Assise à bord d’un TGV Lyon-Paris le 31 mai, une jeune trans’ a présenté son billet à un contrôleur de la SNCF. Comme l’impose le système de réservation en ligne, elle avait dû renseigner son nom et son prénom. Des informations qui figurent sur ses documents d’état civil. Mais à l’époque, ses papiers n’étaient pas conformes à son identité. Et alors qu’elle est une femme, ses papiers indiquaient qu’elle est un homme. Pour le contrôleur, elle a fraudé et utilisé le titre de transport d’une autre personne. Il lui a donc demandé de payer une amende de 135 euros, en plus d’un billet correspondant au prix du trajet en plein tarif, soit 227 euros en tout.

Le reçu qu’on lui a remis détaille les motivations de la sanction:

«Cette personne se présente avec un titre et une carte nationale d’identité valables mais cette dernière se présente physiquement vêtue en dame. Cette dame s’appelle Mr…»

Photos du reçu de l’amende et du e-billet de la voyageuse:

sncf trans'

«Pour ne pas faire de vagues, elle a payé directement dans le train», raconte aujourd’hui à Yagg son amie Marie Furic, présidente de l’association AcronymeS, qui a rendu cette histoire publique avec un tweet:

https://twitter.com/FuricMarie/status/403097242166243329/

Après cet épisode humiliant, la voyageuse s’est rendue au guichet. Sa réclamation a été acceptée et elle a été remboursée trois semaines plus tard. L’agent présent au guichet lui a par ailleurs présenté des excuses à titre privé. Depuis lors, un tribunal de grande instance lui a permis de changer de prénom sur ses papiers d’identité.

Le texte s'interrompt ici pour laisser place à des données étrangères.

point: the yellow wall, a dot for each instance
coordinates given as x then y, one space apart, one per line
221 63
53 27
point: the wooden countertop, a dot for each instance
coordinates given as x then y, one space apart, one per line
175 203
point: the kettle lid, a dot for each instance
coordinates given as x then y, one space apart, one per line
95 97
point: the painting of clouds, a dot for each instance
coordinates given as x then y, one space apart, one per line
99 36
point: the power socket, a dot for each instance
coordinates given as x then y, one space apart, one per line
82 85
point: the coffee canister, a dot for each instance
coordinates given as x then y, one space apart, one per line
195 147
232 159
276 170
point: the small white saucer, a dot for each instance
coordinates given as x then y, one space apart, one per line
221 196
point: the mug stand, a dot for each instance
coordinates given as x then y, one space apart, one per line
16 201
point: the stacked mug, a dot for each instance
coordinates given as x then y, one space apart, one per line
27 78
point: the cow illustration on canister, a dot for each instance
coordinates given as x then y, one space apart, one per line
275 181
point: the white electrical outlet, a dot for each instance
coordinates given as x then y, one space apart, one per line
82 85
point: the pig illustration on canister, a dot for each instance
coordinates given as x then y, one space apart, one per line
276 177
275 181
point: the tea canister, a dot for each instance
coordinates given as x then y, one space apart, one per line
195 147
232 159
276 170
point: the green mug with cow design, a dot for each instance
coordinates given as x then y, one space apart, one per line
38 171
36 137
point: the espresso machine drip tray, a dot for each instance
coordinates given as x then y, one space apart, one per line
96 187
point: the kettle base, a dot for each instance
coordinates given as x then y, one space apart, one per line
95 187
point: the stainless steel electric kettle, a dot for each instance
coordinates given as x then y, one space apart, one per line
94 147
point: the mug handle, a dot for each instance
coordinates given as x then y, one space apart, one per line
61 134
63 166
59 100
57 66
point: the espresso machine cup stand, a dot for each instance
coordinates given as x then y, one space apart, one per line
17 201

Dans un long tweet, la SNCF a livré quelques explications:

Comme nous l’indiquions et après avoir obtenu des précisions, la cliente du TGV 6618 Lyon > Paris du 31 mai 2013, était en possession d’un e-billet nominatif. Ses conditions d’utilisation précisent, notamment, qu’une pièce d’identité peut être nécessaire lors du contrôle.
Dans ce contexte, le chef de bord a donc demandé la pièce d’identité et procédé à la régularisation. Toutefois, compte tenu de la situation et de la bonne foi évidente de la cliente, nous avions, dès le mois de juin, revu son dossier et rapidement entamé les démarches afin qu’elle soit remboursée. Le 2 juillet dernier, un courrier de l’entreprise lui a ainsi été adressé pour remboursement de son voyage.
L’entreprise est extrêmement vigilante vis à vis de toute forme de discrimination à l’encontre de ses clients comme de ses agents.

Pour Marie Furic, cette réponse est toutefois insuffisante car l’humiliation infligée à la voyageuse n’est pas prise en compte par la SNCF. En cette journée du souvenir trans’, cet épisode éclaire sur les multiples difficultés que peuvent rencontrer au quotidien les personnes trans’ dont le changement d’état civil reste soumis à de longues procédures qui nient leur droits fondamentaux.